どこだかわからない場所にいて、何が起きてるかもわからない。
ただ、赤い瞳を持つ聖女アリアは、教会の人たちだけじゃなく、町の住人たちにとってに特別なのだと、昨日エリシラに何度も説明された。
「俺、やっていけるのかな……?」
1人呟い時、ドアがコンコンとノックされた。
「アリア様、起きてますか? エリシラです」
「あ、はい、起きてます」
失礼しますと、控えめにドアを開けてエリシラが部屋へと入ってきた。
朝の陽ざしがエリシラの金髪をより一層輝かせてお美しいと甚太郎は思ったが、エリシラもまた、甚太郎いや、アリアの姿に見惚れていた。

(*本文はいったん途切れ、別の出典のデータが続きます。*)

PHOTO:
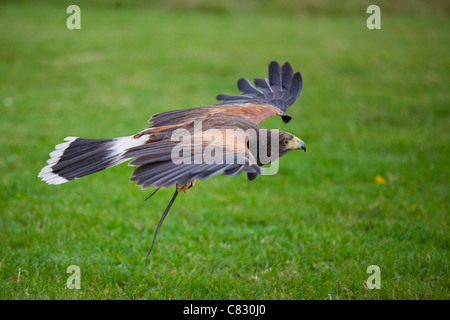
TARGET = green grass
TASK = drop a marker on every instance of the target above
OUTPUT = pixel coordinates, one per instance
(373, 103)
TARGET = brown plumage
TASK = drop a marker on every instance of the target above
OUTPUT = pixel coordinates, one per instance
(182, 146)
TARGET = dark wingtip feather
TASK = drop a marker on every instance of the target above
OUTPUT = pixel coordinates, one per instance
(281, 89)
(275, 74)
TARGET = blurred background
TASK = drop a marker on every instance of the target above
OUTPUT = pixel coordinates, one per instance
(373, 188)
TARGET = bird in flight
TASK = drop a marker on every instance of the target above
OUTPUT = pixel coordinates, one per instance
(182, 146)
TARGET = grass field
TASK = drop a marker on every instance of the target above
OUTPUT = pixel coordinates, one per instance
(373, 188)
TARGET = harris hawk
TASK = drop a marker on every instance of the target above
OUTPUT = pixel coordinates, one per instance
(182, 146)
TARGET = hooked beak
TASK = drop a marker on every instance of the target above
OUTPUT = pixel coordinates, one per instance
(296, 143)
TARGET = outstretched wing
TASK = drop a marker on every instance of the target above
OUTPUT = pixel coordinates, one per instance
(274, 95)
(280, 90)
(164, 163)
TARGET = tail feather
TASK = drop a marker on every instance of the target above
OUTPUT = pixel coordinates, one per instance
(78, 157)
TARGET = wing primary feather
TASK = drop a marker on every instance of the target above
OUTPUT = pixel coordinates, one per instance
(287, 74)
(162, 219)
(275, 74)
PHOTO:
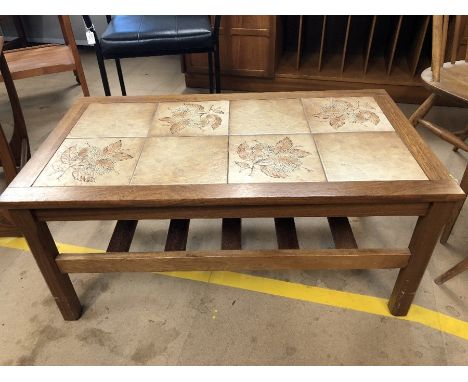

「あぁ……アリア様……今日も美しいです。あぁ……アリア様……アリア様……」
可笑しな笑みを浮かべて、じりじり近づいてくるエリシラに恐怖を覚え、
「えっと、エリシラさん何か用ですか?」
と、声をかける。
エリシラは、はっと正気に戻ったのか、ゴホンと咳払いをしてから、
「食事の用意ができましたので、呼びに来ました」
「あ、ありがとうございます」
「あと、食事が終わりましたら、町の住人にも聖女様のお披露目をしたいのですが、よろしいでしょうか?」
本心では断りたい、断りたいが、エリシラのお願いに首を振るのには勇気がいる。
それに、住まわせてもらう以上、いつかはやらないといけないイベントだろうと甚太郎は腹をくくった。
「……はい、よろしくお願いします」
その時のエリシラの笑顔で、甚太郎は報われた気がした――。
食事を終えて部屋に戻ると、
「アリア様、お着替えの準備ができています」
神官の女性一人が部屋で、祭儀のための特別な衣装を準備して待っていた。
「こちらが、アリア様のための祭儀衣装です」
神官が差し出してきたのは、黒と金の美しい刺繍が施された今でいうところのチャイナドレスのような服だった。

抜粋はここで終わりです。